Microsoft Patches Critical M365 Copilot Vulnerability That Enabled Silent Data Theft

Microsoft has released a security patch for a critical vulnerability in its M365 Copilot service, a flaw the company internally tracked as EchoLeak. The bug allowed attackers to silently siphon data from users without triggering any alerts, raising concerns about the safety of AI-assisted workplace tools.

What EchoLeak Did

The vulnerability resided in how Copilot processes user queries and accesses backend data.

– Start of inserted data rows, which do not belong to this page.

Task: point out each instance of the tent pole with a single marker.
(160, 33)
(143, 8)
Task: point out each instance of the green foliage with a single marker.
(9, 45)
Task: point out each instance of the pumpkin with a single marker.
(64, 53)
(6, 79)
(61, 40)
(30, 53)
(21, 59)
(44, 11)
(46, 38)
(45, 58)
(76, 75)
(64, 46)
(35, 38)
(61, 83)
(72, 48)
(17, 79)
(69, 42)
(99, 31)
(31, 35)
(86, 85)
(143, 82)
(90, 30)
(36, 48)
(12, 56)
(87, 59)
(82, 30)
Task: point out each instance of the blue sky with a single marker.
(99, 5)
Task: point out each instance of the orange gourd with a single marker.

By exploiting EchoLeak, an attacker could trick the AI assistant into returning sensitive information — emails, documents, chat logs — that should have been restricted. Because the exfiltration happened through normal Copilot responses, standard monitoring tools did not flag it as malicious activity.

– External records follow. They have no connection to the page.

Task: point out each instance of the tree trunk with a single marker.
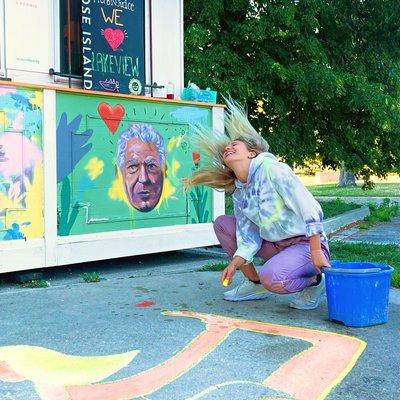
(346, 178)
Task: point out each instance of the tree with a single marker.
(321, 78)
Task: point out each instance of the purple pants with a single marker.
(288, 268)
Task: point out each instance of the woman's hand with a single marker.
(228, 273)
(318, 259)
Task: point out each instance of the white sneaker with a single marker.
(309, 298)
(247, 290)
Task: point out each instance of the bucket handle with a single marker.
(352, 270)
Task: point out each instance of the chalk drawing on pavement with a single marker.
(58, 376)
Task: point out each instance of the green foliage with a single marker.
(383, 253)
(379, 190)
(91, 277)
(320, 77)
(36, 283)
(336, 207)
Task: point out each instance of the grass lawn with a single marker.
(379, 190)
(330, 208)
(336, 207)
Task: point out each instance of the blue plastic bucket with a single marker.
(358, 292)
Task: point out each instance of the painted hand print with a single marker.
(21, 164)
(199, 195)
(309, 375)
(69, 138)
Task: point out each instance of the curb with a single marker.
(333, 224)
(359, 200)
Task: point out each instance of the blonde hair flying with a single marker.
(213, 171)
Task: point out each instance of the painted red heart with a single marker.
(111, 115)
(114, 37)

Microsoft described the issue as a “critical” severity flaw. The company did not reveal whether any customer data was actually stolen before the patch was deployed, but security teams were urged to apply the update immediately.

Scope of the Patch

The fix was rolled out through Microsoft’s standard update channels for M365 Copilot. Organizations using the service do not need to take any manual action beyond ensuring their systems are current with the latest patches. Microsoft also updated its threat detection rules so that similar attack patterns would be caught in the future.

EchoLeaf is the first publicly acknowledged vulnerability in Microsoft 365 Copilot since its broad launch. The product, which integrates generative AI into Office apps, has been a major focus for Microsoft as it competes with Google Workspace’s AI features and third-party tools like ChatGPT Enterprise.

The attack vector is particularly concerning for companies that rely on Copilot to handle internal data. Because the AI has broad access to corporate information — from meeting transcripts to financial spreadsheets — a flaw that allows that data to be extracted without noise puts intellectual property and compliance at risk.

Security researchers have long warned that AI assistants introduce new attack surfaces. EchoLeak demonstrates that even a trusted productivity tool can become a channel for data loss if its permissions are not tightly controlled. Microsoft advises administrators to review Copilot’s access policies and limit its reach to only the data sets each user truly needs.

What’s Next

Microsoft has not disclosed whether regulators or law enforcement were notified about EchoLeak. The company’s security response team is continuing to investigate potential related issues. For now, the patch is the only line of defense — and IT departments are being told to verify installation across all tenants by the end of the week.